Indian sarod players Amaan Ali (left) and Ayaan Ali (right) with their father, Amjad Ali Khan.[Photo provided to China Daily]
When musicians Amaan Ali Khan and Ayaan Ali Khan perform in Shanghai at the weekend and in Beijing later in the month, audiences will get a taste of Indian classical music through a rare instrument called the sarod.
Sons of the award-winning sarod maestro Amjad Ali Khan, Amaan, 38, and Ayaan, 36, are seventh-generation players of the instrument, the name of which is said to have been derived from a Persian word associated with music.
In an interview with China Daily ahead of the brothers' China debut on Saturday, they talk about the lute-like stringed instrument that has a steel fingerboard and a belly usually covered with goatskin.
The sarod has 19 metal strings of which 11 are sympathetic. The body is made of teakwood and the strings are pressed with the edges of nails while playing, not the fingertips.
Some say the sarod's origin goes back to an instrument called the rabhab of Afghanistan. With its evolution around the middle of the 19th century, the sarod became more expressive and is an important part of Hindustani music, a prominent school of Indian classical music.

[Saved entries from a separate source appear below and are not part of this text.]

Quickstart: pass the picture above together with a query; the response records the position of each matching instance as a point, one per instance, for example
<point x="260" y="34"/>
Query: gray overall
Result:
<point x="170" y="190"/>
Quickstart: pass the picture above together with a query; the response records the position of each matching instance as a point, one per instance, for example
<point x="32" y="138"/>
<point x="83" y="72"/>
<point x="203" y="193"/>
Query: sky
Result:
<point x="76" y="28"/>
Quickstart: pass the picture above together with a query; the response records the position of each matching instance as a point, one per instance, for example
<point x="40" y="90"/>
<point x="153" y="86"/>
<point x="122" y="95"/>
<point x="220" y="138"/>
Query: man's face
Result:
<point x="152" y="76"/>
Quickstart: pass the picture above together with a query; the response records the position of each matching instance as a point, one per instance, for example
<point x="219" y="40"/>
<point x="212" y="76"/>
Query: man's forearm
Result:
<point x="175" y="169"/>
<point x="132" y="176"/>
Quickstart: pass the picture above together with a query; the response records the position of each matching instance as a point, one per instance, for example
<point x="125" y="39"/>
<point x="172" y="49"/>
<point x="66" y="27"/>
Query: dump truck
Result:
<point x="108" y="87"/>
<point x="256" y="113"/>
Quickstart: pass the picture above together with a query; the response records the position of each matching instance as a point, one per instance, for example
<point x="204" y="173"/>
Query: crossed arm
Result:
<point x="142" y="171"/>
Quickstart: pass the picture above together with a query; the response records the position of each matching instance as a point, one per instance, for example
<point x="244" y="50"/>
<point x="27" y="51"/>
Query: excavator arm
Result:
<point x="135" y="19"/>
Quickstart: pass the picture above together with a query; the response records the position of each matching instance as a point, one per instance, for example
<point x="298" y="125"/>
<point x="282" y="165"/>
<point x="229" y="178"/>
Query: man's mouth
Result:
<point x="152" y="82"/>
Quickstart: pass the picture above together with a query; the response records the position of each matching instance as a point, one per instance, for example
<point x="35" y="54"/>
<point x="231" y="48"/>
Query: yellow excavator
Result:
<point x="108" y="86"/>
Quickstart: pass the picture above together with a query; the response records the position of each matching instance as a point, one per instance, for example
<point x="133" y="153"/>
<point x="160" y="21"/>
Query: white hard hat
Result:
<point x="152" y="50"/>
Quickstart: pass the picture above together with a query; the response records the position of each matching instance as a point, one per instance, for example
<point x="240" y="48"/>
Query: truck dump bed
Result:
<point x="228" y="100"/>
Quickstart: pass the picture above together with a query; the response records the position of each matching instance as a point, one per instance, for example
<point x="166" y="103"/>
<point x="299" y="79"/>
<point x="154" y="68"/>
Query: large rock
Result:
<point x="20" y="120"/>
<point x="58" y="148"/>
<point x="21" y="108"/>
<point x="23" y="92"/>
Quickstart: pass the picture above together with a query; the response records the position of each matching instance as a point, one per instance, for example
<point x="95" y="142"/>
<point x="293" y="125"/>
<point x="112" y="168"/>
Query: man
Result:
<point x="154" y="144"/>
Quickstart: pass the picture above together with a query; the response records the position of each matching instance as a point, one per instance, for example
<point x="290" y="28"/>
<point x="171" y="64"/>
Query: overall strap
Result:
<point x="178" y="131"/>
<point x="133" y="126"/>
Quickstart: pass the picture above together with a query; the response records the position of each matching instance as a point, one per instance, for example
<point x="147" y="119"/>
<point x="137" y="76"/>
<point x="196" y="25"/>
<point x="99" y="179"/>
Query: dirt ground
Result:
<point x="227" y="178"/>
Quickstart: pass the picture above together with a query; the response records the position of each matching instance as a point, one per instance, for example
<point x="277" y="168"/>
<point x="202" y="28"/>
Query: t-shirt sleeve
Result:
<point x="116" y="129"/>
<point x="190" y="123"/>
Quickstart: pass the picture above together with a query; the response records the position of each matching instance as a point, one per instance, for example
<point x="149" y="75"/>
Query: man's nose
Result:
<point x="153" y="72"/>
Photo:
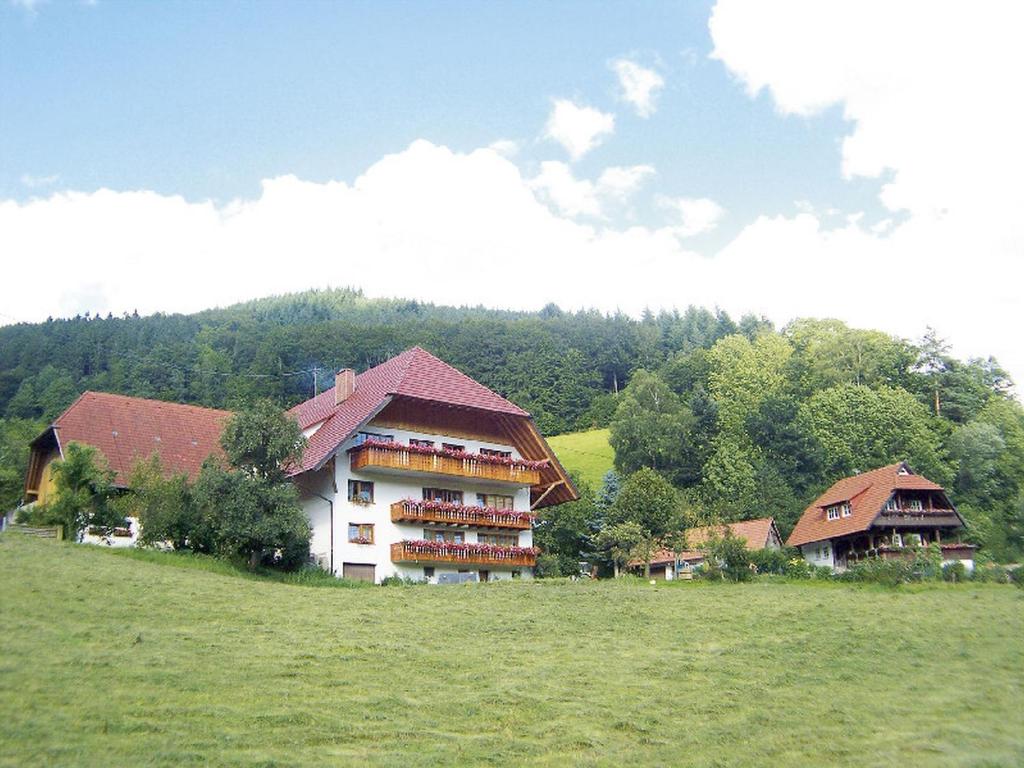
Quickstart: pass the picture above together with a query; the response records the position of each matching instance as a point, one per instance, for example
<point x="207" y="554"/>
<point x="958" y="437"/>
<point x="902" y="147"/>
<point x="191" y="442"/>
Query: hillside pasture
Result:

The brothers, who live in New Delhi, say Indian classical music has had a spiritual and scientific development through long years. The most important element of Indian classical music is the raga, which comprises a set of ascending and descending notes within a certain discipline.
An interesting aspect of Indian classical music is the coming together of different performers onstage like a "rehearsed orchestra" although in reality one musician may not know what the other is going to do ahead of a concert.
"Since we are siblings, we read one another's minds onstage. So, there are no rehearsals for our shows," the older brother Amaan Ali Khan says.
The brothers take pride in the fact that their 70-year-old father inspires and encourages them to take the sound of the instrument to new levels.